2. I want to match ‚Re:‘ at the beginning of a line even if it comes
with a reply counter e.g. ‚Re[2]:‘. With what we have learned about
regular expressions so far: what is the regex for doing that?
3. Let’s try to DIY a regex that matches ‚Re‘ at the beginning of a line or ‚)‘ at the end of a line.
4. What do these search patterns mean?
a) „^“
b) „^x$“
c) „^$“
1. Example
The regex matches ‚Ra:‘. We expected that, didn’t we? The regex matches the alternative which comes first in the string.
2. Example
Ooops, the solution of the second exercise already looks quite professional, doesn’t it: „^(Re|Re\[\d\]):“ Ok, may be you have something different; something that looks a bit simplified like: „^Re(|\[\d\]):“. It is a good example because simplified version shows an absolute void as the first alternative in the brackets – the ‚|‘ symbol has nothing to the left of it other than the open bracket that starts the „sub-string“.
3. Example
„(^Re|\)$)“ is one solution. You didn’t forget to escape the bracket, did you?
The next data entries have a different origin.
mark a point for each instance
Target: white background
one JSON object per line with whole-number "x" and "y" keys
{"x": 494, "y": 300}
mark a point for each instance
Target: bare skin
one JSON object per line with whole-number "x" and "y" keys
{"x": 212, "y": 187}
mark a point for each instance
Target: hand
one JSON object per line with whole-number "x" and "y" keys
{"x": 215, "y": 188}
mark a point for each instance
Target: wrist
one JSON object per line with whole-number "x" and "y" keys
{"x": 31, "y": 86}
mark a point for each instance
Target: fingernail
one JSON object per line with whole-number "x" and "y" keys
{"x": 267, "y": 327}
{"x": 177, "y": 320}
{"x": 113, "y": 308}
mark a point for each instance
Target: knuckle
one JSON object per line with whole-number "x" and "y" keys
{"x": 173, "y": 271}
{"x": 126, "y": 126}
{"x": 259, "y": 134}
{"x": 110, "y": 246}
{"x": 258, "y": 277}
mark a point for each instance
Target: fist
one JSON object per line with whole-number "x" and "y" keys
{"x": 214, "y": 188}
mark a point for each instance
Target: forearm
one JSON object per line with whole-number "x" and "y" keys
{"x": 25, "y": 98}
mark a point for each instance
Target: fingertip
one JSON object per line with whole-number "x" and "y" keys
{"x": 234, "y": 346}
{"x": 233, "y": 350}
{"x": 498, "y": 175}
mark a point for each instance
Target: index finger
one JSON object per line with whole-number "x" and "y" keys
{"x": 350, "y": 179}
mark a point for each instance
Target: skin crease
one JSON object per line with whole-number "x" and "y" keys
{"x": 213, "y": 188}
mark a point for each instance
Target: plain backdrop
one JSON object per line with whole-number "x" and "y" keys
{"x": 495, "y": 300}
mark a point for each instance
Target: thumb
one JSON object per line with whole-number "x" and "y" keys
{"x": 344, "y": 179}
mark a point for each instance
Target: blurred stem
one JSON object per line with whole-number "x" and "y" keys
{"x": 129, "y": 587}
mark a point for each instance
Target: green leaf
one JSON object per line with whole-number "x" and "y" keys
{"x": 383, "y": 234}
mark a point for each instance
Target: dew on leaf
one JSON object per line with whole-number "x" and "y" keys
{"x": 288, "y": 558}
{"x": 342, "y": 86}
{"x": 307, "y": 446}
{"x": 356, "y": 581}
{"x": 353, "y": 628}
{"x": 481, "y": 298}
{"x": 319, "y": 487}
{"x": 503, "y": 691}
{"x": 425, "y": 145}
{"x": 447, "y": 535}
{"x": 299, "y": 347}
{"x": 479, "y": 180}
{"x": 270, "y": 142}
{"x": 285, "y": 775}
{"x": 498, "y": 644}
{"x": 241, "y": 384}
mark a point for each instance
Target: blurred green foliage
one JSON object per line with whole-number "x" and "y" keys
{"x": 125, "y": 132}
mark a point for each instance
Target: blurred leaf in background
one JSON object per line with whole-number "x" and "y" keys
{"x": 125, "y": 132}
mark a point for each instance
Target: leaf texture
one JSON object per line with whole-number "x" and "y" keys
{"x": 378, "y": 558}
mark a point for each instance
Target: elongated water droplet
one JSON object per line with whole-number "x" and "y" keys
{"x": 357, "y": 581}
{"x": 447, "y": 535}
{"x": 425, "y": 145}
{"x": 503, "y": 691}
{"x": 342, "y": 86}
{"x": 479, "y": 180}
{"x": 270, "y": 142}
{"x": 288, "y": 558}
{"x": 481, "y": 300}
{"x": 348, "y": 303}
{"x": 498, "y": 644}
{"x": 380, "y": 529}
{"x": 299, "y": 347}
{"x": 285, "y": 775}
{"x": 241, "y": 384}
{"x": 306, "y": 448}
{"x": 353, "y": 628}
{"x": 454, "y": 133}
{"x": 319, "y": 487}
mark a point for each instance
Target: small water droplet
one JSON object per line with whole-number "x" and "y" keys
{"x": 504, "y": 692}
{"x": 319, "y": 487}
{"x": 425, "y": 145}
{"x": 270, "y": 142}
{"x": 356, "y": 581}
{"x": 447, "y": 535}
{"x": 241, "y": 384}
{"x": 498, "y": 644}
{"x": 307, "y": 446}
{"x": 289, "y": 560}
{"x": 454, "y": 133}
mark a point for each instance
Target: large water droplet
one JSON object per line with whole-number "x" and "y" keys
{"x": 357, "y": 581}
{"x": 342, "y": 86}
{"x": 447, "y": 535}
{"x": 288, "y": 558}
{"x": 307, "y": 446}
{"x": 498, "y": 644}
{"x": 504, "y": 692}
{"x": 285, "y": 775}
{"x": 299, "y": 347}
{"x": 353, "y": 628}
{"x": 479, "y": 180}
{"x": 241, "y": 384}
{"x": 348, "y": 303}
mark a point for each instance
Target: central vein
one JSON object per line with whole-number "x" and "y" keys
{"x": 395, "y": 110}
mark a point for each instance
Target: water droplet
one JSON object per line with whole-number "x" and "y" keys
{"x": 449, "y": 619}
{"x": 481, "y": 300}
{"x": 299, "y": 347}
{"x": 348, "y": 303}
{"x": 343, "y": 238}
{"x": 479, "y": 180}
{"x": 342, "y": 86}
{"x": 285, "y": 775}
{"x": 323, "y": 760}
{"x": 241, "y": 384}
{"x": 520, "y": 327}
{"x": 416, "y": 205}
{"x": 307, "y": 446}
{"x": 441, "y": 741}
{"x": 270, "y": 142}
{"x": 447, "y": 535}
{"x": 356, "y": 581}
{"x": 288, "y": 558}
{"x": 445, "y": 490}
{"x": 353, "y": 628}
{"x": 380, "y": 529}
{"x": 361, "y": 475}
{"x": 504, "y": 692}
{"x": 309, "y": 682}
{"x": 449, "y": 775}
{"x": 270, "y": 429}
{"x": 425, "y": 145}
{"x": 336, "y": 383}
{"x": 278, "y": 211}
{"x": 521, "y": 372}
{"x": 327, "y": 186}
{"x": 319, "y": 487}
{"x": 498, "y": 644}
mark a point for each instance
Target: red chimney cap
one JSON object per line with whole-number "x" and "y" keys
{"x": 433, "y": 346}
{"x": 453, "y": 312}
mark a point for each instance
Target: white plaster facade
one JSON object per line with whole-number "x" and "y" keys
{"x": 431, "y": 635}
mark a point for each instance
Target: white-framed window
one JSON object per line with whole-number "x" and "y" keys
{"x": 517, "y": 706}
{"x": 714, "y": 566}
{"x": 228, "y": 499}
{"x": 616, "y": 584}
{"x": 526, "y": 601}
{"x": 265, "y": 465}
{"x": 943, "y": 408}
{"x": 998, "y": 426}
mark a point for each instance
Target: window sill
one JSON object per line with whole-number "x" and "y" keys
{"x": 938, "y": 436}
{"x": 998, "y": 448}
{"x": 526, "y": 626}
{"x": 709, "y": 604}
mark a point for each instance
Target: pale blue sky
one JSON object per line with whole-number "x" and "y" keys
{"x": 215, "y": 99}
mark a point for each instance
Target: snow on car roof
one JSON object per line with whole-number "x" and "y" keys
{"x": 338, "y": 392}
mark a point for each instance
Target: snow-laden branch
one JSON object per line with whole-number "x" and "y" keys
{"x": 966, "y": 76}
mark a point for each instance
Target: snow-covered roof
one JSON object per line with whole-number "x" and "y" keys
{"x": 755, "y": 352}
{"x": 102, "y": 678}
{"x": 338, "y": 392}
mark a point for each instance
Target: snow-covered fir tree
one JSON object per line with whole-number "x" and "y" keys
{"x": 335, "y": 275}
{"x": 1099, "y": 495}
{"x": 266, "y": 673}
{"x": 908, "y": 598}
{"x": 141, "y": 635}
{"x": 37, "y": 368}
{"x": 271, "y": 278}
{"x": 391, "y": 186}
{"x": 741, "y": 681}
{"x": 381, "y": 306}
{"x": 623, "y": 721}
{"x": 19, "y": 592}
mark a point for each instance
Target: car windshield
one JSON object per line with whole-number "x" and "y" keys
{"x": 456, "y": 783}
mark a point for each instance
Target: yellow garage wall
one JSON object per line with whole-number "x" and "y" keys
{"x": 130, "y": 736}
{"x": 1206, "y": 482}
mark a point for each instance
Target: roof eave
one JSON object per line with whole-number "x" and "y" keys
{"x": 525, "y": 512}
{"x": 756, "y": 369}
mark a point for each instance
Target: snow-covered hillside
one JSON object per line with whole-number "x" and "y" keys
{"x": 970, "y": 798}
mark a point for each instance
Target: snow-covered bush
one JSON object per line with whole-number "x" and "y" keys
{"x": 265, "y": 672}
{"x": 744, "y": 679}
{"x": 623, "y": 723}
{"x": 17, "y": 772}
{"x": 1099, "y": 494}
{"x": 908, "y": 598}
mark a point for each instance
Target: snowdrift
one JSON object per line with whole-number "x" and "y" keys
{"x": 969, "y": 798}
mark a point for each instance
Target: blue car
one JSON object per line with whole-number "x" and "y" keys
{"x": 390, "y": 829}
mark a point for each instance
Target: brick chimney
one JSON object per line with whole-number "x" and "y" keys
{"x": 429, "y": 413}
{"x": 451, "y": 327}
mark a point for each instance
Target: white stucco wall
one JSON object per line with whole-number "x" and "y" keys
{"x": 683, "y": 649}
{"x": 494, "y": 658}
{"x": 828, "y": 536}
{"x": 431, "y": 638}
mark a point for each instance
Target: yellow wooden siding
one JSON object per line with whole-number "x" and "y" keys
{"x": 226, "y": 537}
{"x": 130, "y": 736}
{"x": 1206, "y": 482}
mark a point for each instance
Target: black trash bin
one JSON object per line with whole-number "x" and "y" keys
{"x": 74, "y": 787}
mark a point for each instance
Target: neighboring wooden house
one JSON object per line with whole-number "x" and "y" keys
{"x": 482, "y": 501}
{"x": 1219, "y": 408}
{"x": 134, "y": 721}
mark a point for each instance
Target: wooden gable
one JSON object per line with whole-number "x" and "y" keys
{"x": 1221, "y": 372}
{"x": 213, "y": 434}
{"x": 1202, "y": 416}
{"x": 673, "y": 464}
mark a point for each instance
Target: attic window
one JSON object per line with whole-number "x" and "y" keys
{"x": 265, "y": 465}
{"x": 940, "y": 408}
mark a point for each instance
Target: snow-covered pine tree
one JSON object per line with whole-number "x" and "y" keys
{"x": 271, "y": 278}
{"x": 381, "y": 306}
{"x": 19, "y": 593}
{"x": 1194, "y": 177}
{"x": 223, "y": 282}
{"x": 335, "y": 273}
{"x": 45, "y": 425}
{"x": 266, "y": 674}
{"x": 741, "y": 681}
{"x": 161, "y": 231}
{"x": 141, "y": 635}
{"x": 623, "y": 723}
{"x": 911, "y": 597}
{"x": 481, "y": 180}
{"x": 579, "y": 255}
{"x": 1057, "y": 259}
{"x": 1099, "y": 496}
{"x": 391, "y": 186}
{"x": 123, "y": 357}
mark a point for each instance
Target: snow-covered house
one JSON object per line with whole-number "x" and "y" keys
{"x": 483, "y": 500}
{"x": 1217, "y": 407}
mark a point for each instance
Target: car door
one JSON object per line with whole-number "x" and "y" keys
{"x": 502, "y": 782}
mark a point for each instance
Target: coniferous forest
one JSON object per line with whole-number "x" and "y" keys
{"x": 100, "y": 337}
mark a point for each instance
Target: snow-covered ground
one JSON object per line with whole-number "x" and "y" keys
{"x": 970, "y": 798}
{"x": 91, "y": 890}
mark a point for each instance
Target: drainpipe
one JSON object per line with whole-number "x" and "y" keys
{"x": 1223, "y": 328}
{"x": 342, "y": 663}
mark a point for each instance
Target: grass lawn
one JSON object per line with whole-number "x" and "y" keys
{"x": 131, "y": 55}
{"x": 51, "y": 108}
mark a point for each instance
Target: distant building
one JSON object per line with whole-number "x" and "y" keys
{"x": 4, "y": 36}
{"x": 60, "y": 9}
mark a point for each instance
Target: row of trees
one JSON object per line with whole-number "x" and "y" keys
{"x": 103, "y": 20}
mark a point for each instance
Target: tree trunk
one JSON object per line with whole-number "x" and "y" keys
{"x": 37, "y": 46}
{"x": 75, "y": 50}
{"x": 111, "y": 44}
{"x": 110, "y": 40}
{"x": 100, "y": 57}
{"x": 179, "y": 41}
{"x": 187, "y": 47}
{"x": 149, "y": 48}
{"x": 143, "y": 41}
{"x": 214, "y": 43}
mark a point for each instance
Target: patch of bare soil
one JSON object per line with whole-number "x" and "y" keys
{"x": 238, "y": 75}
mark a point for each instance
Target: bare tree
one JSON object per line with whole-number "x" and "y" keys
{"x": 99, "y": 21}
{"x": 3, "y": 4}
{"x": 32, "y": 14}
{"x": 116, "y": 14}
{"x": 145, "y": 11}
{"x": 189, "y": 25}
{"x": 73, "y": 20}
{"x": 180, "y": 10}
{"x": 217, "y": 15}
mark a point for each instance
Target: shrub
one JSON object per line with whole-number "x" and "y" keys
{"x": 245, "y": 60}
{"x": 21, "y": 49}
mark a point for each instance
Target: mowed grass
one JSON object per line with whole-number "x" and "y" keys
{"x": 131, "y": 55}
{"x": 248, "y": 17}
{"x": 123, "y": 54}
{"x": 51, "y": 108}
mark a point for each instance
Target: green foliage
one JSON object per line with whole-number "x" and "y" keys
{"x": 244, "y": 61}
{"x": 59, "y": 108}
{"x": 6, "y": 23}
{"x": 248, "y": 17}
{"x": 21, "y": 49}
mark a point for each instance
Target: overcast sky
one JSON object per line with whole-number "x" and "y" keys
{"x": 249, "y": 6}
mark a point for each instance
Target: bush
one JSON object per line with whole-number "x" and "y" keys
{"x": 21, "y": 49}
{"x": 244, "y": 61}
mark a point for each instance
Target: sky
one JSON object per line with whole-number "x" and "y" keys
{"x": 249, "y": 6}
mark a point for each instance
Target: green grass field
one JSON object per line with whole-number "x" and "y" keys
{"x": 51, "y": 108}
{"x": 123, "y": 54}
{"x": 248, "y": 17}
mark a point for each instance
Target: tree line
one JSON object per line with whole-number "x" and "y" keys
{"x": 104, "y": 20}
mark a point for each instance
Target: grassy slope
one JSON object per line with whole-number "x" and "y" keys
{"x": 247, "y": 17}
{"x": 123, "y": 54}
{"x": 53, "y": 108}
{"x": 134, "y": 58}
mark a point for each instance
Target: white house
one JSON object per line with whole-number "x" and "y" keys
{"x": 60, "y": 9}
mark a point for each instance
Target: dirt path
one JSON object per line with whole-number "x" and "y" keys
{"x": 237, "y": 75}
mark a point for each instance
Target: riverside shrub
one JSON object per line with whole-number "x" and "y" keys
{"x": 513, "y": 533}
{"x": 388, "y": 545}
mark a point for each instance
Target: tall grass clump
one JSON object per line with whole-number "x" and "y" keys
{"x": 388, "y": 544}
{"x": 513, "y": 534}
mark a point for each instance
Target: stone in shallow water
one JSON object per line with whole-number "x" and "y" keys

Fine, well done *g*. Now, if you can, try this one in the regex-tester with the following string: ‚Re[2]: bladibla (was: more bla)‘. You will see that the regex exactly matches just ‚Re‘ because at this point the regex machine returned TRUE for the match. If the beginning of the string is changed to something else only then will the regex match the bracket.
4. Example
The
first pattern searches for any text that has the beginning of a line or
that starts at the beginning of a line. This would include any text –
even a void line would be matched.
The second pattern just looks for a single x character that is alone in a line.
Last, but not least, the third pattern: it searches for lines that have a
beginning and an end, but nothing else: these are void lines!